Thank you to everyone who gave me a reassuring hug after that last post. I got through the week and was reminded on more than a few occasions that living in the moment is truly helpful. I could have easily spiralled into imagining the worst about the future, because believe me, I’m a whiz at that. Instead I firmly planted myself in the present: I walked the streets, worked a bit from home, went to a few meetings, hosted multiple sleepovers for 10-year-old and under girls (it was March Break after all) and drank a fair amount of coffee.

Now I’m into a new week.

Today was PNC Drop-In day. For the last several weeks our Monday drop-in has been particularly calm, dare I say, peaceful- this, despite our growing numbers. I often wonder if everyone else in the room is feeling the same thing I am. Today I heard from more than a handful of people that they can  sense the calm too.

One man sat with me and began to weep as he talked about the community, until he noticed his boys coming in and told me “I don’t want them to see me cry right now”.

Another said, “everyone talks about this place- they all say they come here to get their calm on”.

Grumpy, as he’s known on the street, sat down and announced that “everyone here has gifts to give. Some of them just don’t know it. The peace of the Lord is in this place”. Grumpy gave me permission to say this. He also wants you to all know that he lives up to his name.

Yet another said, “I always leave here feeling better than when I arrived”.

So interesting that in a place where no one can help but wear their brokenness close to the surface what emerges is a deep sense of belonging. Culturally we want to fit it because of our strengths, not our weaknesses; we often hide behind masks. PNC extends an invitation to come as you are, to expose all those things that you struggle with and to discover that you are accepted precisely because you ARE human, a human in desperate need of love and grace.
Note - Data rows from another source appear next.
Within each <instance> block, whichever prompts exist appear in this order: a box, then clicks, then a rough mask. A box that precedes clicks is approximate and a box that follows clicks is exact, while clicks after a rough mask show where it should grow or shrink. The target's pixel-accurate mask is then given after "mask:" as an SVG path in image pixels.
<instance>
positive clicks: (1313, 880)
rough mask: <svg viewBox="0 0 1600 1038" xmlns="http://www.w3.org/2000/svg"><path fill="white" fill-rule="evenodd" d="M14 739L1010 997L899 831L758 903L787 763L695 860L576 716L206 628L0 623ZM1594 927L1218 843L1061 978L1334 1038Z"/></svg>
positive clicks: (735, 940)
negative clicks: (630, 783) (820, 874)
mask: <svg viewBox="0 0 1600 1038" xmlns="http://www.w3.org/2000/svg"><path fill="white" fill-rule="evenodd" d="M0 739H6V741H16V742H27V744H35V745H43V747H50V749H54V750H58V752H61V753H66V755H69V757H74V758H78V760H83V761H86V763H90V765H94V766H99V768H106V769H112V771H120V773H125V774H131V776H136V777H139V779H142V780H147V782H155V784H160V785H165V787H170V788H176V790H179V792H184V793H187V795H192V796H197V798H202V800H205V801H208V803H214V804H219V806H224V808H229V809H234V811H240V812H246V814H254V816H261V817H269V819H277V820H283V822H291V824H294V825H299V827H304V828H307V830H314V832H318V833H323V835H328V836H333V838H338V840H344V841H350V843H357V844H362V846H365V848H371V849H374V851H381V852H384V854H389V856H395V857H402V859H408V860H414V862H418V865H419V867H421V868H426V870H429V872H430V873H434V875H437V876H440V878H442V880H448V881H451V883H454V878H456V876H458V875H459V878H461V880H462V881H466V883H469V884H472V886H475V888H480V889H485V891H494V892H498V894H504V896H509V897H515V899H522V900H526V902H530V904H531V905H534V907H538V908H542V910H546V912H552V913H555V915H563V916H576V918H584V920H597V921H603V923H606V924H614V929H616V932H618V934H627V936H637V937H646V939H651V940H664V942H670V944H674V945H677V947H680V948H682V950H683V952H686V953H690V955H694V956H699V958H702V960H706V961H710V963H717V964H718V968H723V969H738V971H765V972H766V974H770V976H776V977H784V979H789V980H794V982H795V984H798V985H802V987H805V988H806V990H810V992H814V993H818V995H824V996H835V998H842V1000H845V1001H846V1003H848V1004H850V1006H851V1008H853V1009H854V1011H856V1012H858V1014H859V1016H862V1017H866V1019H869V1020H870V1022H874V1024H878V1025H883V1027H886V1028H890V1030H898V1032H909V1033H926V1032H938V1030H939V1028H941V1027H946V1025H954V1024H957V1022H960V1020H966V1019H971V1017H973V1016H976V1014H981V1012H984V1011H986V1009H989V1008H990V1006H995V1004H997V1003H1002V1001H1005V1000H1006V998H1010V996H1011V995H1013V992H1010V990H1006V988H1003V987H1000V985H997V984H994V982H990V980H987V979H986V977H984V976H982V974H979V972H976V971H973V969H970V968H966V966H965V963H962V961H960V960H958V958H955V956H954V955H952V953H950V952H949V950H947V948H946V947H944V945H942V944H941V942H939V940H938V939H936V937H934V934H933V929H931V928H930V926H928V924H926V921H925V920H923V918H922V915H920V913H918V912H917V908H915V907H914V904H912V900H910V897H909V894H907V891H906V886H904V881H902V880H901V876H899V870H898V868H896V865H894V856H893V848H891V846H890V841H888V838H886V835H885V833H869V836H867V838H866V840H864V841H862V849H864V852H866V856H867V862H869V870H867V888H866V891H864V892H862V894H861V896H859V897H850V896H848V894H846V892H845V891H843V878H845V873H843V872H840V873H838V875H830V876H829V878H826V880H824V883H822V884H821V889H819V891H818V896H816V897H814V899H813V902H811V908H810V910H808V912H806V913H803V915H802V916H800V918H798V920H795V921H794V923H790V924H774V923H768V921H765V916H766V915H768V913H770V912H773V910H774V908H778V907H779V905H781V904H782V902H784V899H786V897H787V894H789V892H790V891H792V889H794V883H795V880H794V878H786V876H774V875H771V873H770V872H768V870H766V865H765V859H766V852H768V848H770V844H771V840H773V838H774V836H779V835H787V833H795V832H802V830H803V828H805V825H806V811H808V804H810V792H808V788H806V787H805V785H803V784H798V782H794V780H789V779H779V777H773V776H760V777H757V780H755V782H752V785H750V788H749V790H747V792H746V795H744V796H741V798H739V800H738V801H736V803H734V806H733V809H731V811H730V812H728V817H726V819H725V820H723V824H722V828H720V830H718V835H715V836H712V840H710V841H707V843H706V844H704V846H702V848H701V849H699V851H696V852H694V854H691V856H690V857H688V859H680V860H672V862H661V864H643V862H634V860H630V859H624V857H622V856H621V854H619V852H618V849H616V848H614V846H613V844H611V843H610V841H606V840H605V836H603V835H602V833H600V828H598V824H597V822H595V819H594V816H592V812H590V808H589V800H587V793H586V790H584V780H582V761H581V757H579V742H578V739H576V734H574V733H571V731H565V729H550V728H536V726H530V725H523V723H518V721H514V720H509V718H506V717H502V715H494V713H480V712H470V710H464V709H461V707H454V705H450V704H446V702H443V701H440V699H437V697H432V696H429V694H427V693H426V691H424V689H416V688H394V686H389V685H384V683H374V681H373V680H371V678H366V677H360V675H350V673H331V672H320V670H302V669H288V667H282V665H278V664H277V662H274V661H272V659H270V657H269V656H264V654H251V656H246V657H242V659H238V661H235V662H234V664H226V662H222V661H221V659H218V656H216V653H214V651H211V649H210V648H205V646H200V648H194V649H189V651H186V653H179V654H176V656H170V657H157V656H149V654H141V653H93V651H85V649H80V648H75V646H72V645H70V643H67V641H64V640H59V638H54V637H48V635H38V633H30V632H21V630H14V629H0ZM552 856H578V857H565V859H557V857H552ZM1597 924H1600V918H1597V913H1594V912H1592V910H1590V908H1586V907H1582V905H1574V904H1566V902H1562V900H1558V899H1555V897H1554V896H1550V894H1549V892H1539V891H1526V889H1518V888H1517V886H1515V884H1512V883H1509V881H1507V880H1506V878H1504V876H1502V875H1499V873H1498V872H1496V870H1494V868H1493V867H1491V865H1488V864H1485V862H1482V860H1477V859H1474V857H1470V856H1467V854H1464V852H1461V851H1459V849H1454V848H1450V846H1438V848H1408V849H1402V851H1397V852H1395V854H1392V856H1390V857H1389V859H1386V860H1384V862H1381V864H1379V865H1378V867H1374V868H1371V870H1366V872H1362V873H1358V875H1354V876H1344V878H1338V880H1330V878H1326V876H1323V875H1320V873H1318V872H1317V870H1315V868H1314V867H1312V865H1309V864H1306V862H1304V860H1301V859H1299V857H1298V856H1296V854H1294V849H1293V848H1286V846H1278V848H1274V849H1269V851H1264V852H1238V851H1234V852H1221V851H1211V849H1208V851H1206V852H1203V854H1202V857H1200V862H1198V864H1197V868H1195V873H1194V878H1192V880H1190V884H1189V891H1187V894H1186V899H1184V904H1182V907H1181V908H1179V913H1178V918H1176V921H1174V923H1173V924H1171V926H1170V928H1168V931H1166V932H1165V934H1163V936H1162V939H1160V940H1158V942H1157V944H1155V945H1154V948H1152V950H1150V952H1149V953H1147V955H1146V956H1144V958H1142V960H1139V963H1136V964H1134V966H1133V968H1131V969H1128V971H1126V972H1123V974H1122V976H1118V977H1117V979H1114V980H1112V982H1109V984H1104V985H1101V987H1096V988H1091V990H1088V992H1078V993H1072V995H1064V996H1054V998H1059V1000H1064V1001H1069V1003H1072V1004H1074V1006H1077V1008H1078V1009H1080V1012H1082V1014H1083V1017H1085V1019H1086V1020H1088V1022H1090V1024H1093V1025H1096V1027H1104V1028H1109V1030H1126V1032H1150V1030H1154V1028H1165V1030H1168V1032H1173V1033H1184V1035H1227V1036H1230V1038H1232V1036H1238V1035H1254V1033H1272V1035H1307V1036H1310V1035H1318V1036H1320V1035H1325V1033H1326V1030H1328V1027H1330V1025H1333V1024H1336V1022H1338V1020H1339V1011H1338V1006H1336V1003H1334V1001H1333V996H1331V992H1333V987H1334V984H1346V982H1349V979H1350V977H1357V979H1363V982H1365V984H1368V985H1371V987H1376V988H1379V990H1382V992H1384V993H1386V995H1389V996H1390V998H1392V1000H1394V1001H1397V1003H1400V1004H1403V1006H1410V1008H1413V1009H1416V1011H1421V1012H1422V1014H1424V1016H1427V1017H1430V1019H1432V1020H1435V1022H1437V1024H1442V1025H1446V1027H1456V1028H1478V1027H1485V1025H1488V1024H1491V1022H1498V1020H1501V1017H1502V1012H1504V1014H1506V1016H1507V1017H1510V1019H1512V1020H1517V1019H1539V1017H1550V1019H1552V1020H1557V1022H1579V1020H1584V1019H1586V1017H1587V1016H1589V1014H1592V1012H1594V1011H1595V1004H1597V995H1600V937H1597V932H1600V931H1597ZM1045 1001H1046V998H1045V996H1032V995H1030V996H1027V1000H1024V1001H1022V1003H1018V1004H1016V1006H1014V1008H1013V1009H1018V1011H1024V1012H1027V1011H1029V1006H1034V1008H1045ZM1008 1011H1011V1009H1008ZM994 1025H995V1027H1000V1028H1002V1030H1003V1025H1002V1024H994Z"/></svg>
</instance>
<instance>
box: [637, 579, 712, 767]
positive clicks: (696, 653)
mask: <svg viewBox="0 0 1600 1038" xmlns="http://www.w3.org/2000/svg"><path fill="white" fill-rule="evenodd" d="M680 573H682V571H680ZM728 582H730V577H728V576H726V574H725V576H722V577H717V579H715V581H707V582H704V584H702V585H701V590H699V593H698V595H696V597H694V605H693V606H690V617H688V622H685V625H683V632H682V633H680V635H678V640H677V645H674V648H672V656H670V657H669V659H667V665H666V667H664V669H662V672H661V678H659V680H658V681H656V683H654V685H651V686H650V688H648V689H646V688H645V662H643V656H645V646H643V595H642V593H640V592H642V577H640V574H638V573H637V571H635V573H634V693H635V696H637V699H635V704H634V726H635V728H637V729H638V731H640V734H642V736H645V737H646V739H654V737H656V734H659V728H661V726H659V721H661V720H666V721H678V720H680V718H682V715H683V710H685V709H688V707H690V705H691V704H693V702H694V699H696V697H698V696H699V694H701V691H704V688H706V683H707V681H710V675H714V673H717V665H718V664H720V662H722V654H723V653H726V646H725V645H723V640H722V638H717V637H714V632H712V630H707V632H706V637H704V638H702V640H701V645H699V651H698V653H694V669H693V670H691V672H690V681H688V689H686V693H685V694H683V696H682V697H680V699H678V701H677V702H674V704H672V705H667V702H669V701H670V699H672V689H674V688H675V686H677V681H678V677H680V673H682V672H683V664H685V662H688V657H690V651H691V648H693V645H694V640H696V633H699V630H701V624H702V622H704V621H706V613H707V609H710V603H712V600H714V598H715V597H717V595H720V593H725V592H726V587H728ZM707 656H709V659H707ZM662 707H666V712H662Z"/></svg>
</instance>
I am that kind of human. I struggle with so many things including, as I confessed above, a strong inclination to worry. I need the PNC community just as much as the next person. I need the kind of peace that Grumpy was talking about: the peace of the Lord.

I have no idea what the future holds. I do know that right now, in this moment today, I am given what I need by God to be calm. And much of that comes via what my co-worker aptly described as our “amazing family here”.